La constitución física del obispo había quedado quebrantada por los viajes a través de su diócesis, especialmente aquéllos que emprendiera por la región alpina. En 1584, durante su retiro anual en Monte Varallo, cavó enfermo de fiebres intermitentes, y al regresar a Milán su estado de salud empeoró rápidamente. Después de recibir el último sacramento, el amado obispo murió el 4 de noviembre, a los cuarenta y seis años de edad. En 1610 fue canonizado. Los sermones de San Carlos Borromeo fueron publicados en Milán en el siglo xviii y se han traducido ampliamente.
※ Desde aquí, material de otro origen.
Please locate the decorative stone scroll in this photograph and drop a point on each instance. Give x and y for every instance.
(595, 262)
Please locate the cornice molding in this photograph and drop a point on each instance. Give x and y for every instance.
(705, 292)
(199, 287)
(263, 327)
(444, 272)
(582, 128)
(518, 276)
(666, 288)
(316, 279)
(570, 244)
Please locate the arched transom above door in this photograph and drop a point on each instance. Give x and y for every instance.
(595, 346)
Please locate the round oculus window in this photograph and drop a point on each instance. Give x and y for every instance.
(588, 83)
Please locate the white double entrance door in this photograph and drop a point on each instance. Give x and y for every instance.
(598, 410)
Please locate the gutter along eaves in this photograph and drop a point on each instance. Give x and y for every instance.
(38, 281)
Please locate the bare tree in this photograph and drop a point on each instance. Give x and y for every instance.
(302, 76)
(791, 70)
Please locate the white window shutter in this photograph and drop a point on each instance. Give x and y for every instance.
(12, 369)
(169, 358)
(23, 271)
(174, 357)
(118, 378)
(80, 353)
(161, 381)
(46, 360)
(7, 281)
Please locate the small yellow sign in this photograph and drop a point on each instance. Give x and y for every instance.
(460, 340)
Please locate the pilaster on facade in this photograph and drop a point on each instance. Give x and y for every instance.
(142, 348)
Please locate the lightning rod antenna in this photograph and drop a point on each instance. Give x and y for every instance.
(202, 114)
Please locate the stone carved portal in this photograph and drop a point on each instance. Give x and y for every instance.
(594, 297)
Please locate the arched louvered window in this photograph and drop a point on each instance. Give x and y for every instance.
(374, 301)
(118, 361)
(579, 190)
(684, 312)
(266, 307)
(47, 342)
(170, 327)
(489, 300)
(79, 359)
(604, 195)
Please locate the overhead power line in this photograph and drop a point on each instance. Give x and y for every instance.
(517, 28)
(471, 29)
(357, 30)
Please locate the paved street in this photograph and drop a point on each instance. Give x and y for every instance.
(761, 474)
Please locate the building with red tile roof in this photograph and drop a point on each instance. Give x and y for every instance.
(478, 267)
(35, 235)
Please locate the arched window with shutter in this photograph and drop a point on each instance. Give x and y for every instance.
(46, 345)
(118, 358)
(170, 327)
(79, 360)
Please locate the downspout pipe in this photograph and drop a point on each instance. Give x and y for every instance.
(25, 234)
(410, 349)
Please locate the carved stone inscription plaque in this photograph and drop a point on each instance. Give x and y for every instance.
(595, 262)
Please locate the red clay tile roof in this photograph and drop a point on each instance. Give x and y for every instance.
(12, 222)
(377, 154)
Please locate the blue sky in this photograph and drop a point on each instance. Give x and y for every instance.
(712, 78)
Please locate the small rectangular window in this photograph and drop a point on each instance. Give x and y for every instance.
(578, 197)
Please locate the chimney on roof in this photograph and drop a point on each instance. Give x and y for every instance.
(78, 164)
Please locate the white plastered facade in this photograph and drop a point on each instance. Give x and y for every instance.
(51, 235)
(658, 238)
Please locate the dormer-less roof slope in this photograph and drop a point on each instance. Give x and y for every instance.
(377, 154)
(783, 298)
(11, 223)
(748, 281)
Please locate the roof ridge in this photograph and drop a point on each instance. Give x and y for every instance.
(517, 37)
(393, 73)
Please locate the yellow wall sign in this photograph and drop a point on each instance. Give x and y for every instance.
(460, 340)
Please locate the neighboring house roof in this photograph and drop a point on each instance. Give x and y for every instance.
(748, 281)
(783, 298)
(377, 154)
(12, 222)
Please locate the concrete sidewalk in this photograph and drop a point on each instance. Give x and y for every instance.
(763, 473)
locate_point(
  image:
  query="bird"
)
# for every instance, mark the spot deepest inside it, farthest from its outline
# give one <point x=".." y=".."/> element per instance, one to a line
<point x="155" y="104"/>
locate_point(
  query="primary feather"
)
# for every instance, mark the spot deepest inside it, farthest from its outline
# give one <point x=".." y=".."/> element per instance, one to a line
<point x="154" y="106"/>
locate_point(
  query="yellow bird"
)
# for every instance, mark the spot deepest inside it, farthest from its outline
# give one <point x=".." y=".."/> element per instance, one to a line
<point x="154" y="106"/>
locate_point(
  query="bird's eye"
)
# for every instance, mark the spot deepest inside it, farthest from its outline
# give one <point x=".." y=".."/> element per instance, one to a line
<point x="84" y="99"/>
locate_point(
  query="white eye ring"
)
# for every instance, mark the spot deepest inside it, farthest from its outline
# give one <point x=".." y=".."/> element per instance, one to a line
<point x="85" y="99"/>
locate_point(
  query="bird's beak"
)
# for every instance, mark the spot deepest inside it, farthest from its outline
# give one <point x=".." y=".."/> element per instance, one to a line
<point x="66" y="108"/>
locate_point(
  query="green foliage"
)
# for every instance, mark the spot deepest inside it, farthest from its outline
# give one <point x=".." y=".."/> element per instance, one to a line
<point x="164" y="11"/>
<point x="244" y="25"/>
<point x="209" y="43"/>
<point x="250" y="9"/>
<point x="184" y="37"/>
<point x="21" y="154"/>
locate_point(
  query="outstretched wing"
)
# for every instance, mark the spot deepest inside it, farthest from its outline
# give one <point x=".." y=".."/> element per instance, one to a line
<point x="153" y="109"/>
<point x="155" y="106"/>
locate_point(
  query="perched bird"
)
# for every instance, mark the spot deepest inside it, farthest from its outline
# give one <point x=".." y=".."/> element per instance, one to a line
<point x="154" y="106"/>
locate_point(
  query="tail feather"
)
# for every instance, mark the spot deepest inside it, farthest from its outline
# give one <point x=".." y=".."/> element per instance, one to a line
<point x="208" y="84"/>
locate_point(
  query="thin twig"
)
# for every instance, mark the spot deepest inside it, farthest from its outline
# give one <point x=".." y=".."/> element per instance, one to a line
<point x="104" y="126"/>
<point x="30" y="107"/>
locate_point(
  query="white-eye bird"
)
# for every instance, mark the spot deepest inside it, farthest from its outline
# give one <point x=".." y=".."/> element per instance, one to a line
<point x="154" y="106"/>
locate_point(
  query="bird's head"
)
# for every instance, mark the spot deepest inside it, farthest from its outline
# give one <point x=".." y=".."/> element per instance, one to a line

Dos años después de su muerte se formó la Liga Borromea en los cantones católicos de Suiza, cuyo objeto fue expulsar a los herejes. En contra de su voluntad se erigió un memorial en honor suyo en la catedral de Milán, en donde descansa su cuerpo, así como en Arona, lugar de su nacimiento, en donde existe una impresionante estatua del santo.
Por su piedad, energía y efectividad, este eclesiástico eminente fue conocido como «el segundo Ambrosio». Es el patrón de la Lombardía. Sus emblemas son la Santa Comunión y un blasón que lleva la palabra Humilitas.